La dialettica politica/antipolitica si è sovrapposta alle dinamiche intrapolitiche della competizione democratica. L'organizzazione pluripartitica del consenso rischia di essere schiantata dalle dimensioni di un dissenso antipartitico di dimensioni crescenti. Le grandi famiglie politiche europee sono sempre meno grandi e sempre meno europee, mentre le aree cresciute ai margini del sistema politico mainstream, mischiando demagogia economica e territorialista, crescono ben oltre la misura di un fisiologico voto di protesta.
L'antieuropeismo "vincente" non è storicamente un prodotto del fallimento europeo, ma di una sindrome politico-culturale pre-europea, che negli anni delle vacche grasse era rimasta latente, ma non invisibile e che la crisi economica ha slatentizzato.
Ritornano in superficie i nazionalismi che la costruzione europea aveva rimosso, ma non del tutto "guarito" e che le asimmetrie dell'eurozona e le dinamiche della globalizzazione economica rendono tanto affascinanti sul piano retorico, quanto inservibili sul piano pratico. L'Europa si disarticola così lungo la linea dei propri confini interni e si dissolve ai propri confini esterni.

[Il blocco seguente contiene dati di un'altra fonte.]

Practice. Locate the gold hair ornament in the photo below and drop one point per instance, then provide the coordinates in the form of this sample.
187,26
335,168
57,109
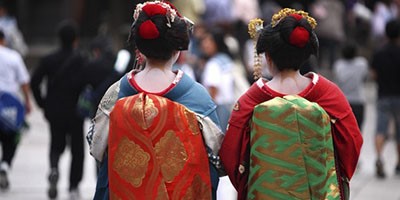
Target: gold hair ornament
254,28
171,13
276,18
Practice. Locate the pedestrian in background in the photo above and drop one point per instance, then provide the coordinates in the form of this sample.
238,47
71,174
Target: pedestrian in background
61,69
13,77
217,76
14,37
386,69
350,73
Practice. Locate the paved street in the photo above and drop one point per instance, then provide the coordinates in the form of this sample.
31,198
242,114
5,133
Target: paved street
28,177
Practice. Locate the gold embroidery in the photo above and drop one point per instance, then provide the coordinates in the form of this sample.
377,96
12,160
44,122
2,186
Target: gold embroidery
131,162
333,191
114,196
198,190
171,155
162,192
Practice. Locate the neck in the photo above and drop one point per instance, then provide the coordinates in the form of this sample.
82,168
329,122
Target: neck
156,76
289,82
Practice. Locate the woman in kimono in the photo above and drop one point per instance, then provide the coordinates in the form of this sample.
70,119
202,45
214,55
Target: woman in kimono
287,43
145,134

La Francia profonda rinnega Bruxelles e l'Europa profonda rinnega l'Ucraina europea. I rigurgiti nazionalisti e le tensioni localiste sono un alibi perfetto per l'inefficienza delle istituzioni europee. La distanza dell'Europa è l'alibi perfetto per gli apologeti dell'autoisolamento e dell'eurovittimismo nazionalista. Ci vorrà molto coraggio e molta fantasia per uscire da questa trappola.